Davacı ... İdaresi vekilince Bölge Adliye Mahkemesi kararı; dava konusu taşınmazın tamamının orman sayılan yerlerden olduğu, kaldırma kararı öncesi alınan bilirkişi raporu ile sonra alınan raporların çeliştiği, verilen kararın hatalı olduğu iddiası ve bozulması talebi ile temyiz edilmiştir.

Tüm dosya bilgileri incelendiğinde; taşınmazların 2/B madde uyarınca orman sınırları dışına çıkarılma işlemi münhasıran orman kadastro komisyonlarının görevi dahilinde bulunup, mahkemelerin böyle bir görevleri bulunmadığından, mahkemece taşınmazın 2/B madde gereğince orman sınırları dışına çıkartılacak yerlerden olup olmadığı hususunda karar verilemeyeceği unutulmamalıdır. Bu durumda; taşınmazın öncesi itibariyle orman sayılan yerlerden olup olmadığı hususunda ancak; mahkemece usulüne uygun teknik bilirkişiler ve orman bilirkişileri ile yapılacak keşif sonrası, yöreye ait en eski tarihli hava fotoğrafları, memleket haritalarının emsal kararlarda anlatıldığı şekilde uygun incelenmesi sonucunda krokili bilimsel verileri bulunan yeterli ve dosyadaki belgeler ile karşılaştırıldığında denetime elverişli sunulan raporlarla tereddüte mahal bırakmayacak şekilde belirlenen sonucuna göre karar verilecektir.

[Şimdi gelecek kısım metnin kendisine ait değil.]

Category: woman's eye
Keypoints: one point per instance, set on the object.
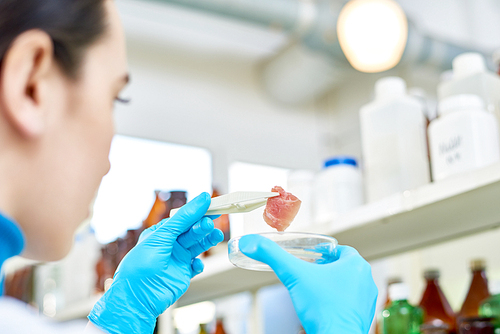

Tarafların karşılıklı iddia ve savunmalarına, dayandıkları belgelere, uyuşmazlığa uygulanması gereken hukuk kuralları ile hukuki ilişkinin nitelendirilmesine, dava şartlarına, en eski tarihli hava fotoğrafları, memleket haritalarının incelenmesi sonucunda krokili bilimsel verileri bulunan bilirkişi raporuna, yargılama ve ispat kuralları ile Bölge Adliye Mahkemesi kararındaki gerekçeye, 6100 sayılı Hukuk Muhakemeleri Kanunu'nun (6100 sayılı Kanun) 369/1 inci maddesi de gözetilerek yapılan incelemede aynı Kanun’un 371 inci maddesinde yer alan sebeplerden biri de bulunmadığına göre, temyizen incelenen karar usul ve kanuna uygun olup davacı vekilinin temyiz dilekçesinde ileri sürdüğü nedenler kararın bozulmasını gerektirecek nitelikte görülmemiştir.

SONUÇ: Açıklanan sebeplerle;

Temyiz olunan Bölge Adliye Mahkemesi kararının 6100 sayılı Kanun'un 370 inci maddesi uyarınca ONANMASINA,

7139 sayılı Kanun'un 33 üncü maddesi uyarınca Orman İdaresinden harç alınmasına yer olmadığına,

Dosyanın İlk Derece Mahkemesine, kararın bir örneğinin Bölge Adliye Mahkemesine gönderilmesine,

25.09.2024 tarihinde oy birliğiyle karar verildi.